What does that mean, if anything?
From the website, that means that that the U.S. debt per citizen is an unaffordable $62,422; or an ultra-unaffordable $168,671 per taxpayer (check back in a month to see how fast these numbers are increasing!).
A question someone might ask is: Is there any plan to dramatically reduce government spending?
Unfortunately, Trump’s presidency has revealed that the swamp in Washington DC really is in charge and they have zero interest in change, let alone a reduction in government spending or staffing.
Well, if there is no reduction in spending, what are we facing?
There are several reference points and a common one is the Debt-GDP ratio. This is a measurement of the size of the economy to the debt that the government needs to support. Today, the debt-to-GDP ratio is 105%. So the debt owed by the government is 5% larger than the U.S. economy. This is not sustainable.
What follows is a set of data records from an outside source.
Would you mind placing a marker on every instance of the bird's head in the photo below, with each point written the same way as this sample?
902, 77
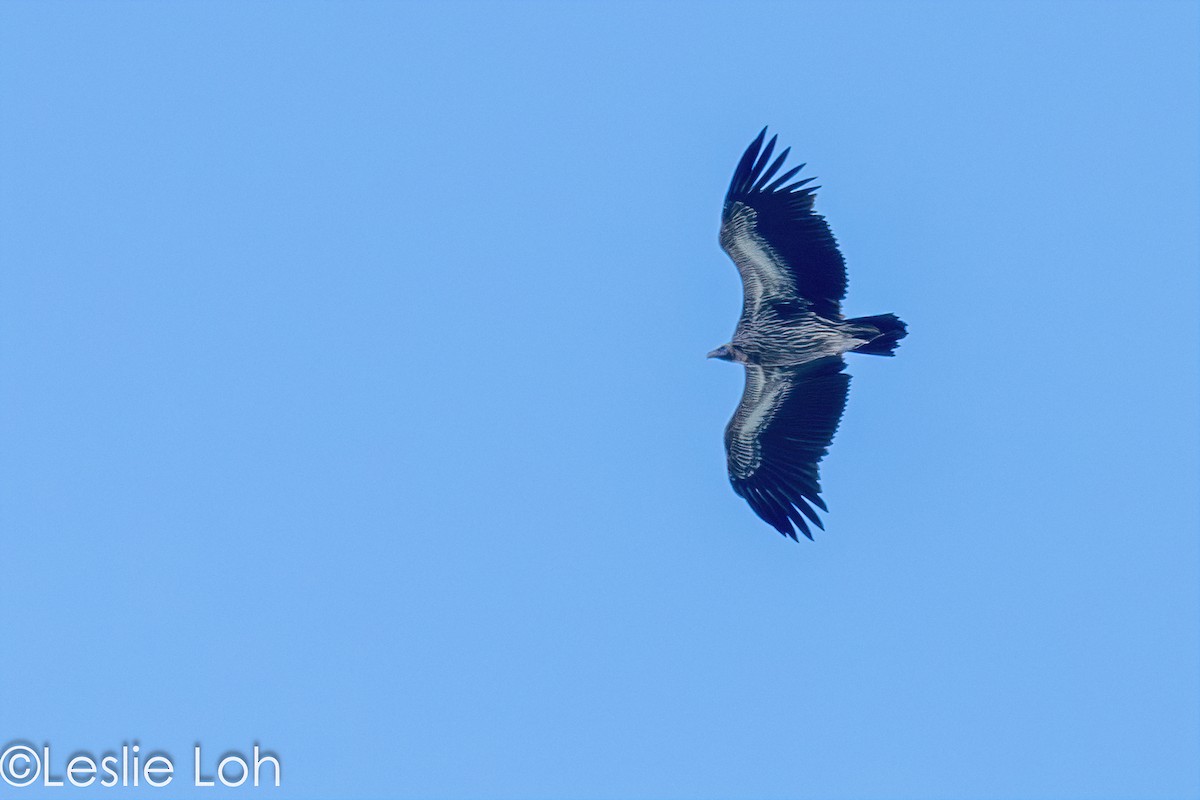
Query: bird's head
725, 353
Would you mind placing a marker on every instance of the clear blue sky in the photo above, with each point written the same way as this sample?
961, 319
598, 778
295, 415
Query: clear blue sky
353, 398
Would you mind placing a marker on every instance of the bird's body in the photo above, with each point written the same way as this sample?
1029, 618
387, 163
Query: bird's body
791, 337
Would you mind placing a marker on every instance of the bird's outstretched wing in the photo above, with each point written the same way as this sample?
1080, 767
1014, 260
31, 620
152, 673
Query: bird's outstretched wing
781, 429
784, 250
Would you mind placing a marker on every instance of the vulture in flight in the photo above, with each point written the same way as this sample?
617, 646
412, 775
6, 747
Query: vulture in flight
791, 338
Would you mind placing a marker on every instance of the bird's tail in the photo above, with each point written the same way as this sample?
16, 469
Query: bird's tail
891, 330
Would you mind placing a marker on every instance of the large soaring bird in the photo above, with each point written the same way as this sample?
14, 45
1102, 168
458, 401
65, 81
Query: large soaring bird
791, 338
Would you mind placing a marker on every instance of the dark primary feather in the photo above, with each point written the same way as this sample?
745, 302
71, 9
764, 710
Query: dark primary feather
780, 432
786, 222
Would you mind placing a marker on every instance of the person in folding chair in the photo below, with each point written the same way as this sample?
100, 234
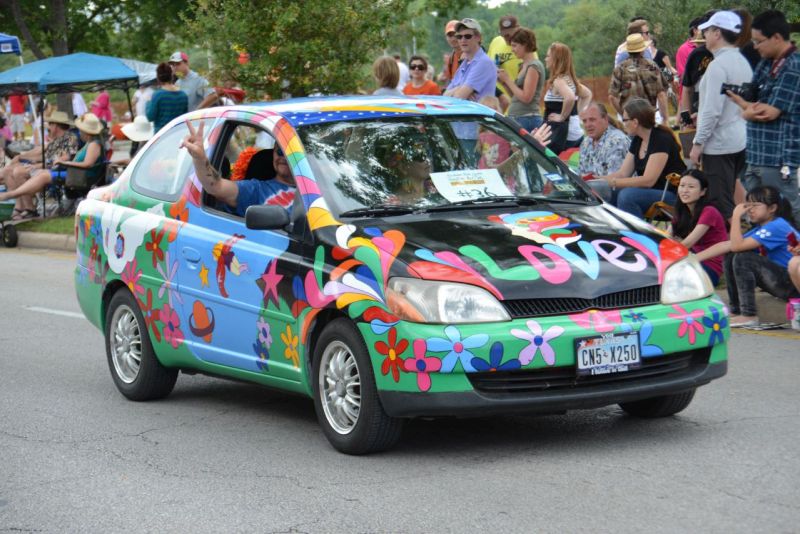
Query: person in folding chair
90, 158
652, 167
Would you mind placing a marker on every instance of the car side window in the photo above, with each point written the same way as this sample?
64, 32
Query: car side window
247, 155
163, 169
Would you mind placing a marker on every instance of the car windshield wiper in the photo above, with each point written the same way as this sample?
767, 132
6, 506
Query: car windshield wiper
378, 210
484, 202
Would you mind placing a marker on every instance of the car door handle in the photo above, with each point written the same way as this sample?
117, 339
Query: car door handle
190, 255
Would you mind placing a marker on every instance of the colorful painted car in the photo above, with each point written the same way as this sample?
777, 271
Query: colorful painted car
433, 260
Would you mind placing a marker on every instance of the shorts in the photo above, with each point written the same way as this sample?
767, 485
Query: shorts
17, 123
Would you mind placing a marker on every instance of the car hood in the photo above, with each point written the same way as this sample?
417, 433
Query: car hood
561, 251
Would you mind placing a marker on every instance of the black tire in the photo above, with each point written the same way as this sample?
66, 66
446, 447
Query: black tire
10, 236
659, 406
345, 396
126, 340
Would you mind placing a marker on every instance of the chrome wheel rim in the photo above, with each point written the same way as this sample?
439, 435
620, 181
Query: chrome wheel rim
340, 387
126, 344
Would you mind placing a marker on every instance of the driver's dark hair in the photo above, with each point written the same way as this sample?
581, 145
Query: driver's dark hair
771, 22
684, 220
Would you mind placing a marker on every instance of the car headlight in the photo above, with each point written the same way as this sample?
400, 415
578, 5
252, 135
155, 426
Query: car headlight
425, 301
685, 280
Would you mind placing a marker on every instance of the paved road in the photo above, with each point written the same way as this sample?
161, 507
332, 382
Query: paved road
218, 456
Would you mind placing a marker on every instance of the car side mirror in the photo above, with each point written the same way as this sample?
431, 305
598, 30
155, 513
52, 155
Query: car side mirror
265, 217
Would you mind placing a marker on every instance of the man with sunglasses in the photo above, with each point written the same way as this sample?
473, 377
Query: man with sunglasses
476, 77
241, 194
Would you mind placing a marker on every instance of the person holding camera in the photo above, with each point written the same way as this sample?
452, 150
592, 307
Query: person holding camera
773, 115
721, 137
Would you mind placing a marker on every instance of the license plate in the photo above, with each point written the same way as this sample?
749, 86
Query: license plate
608, 353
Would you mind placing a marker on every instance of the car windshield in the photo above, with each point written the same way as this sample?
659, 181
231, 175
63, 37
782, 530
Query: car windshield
398, 165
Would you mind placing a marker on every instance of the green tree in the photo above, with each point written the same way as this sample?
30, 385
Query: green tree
297, 48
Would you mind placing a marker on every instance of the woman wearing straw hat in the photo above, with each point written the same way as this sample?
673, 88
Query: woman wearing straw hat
86, 158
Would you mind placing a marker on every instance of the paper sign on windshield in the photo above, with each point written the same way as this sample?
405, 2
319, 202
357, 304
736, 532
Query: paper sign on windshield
469, 184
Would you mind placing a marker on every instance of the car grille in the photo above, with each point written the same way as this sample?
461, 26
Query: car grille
643, 296
564, 378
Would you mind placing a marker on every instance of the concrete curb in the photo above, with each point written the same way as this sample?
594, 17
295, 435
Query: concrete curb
47, 241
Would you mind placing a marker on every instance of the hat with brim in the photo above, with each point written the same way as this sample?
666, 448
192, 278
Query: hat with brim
59, 117
139, 130
89, 123
470, 24
635, 43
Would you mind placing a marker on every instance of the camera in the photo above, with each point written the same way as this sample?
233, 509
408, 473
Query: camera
748, 91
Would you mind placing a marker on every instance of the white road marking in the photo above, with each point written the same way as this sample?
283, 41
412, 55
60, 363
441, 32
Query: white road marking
55, 312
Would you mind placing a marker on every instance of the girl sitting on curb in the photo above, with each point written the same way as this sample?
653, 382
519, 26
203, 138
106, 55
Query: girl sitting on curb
699, 225
746, 269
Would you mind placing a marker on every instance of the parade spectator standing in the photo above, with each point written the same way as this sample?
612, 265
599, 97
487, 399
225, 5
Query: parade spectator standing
101, 107
696, 64
168, 101
386, 74
761, 256
404, 75
636, 25
526, 90
197, 88
503, 56
141, 98
453, 59
477, 75
720, 140
17, 115
564, 98
653, 156
638, 77
682, 55
419, 85
604, 148
773, 120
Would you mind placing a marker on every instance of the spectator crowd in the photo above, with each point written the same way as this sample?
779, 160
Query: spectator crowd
722, 163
There are several studies on debt-to-GDP going back hundreds of years on dozens of countries. Depending on the study, anytime the debt-to-GDP goes over 70-90%, then there is a 100% certainty that the government WILL default on its debt obligations. So the U.S. is well past the point of no-return for defaulting on its debt. There is a wide time frame for this default, so it could be 10 years or 40 years, depending on the rate of spending growth and interest rates. As the debt default nears, it will be painful for people – as witnessed recently in Greece, Venezuela, Argentina, Puerto Rico, Brazil, and other countries that could not pay their debt. (Since 1975, 17 currencies have gone to zero and were replaced. Since the founding of the latest U.S. Federal Reserve in 1913, the U.S. dollar has lost 98.8% of its value already.)
Is there any financial opportunity?
Whichever temporary band-aid the government uses to delay debt default, it will become obvious as it must involve creating inflation by some kind of money printing. Printing more money weakens the U.S. dollar and strengthens other currencies, including the two financial metals, gold and silver.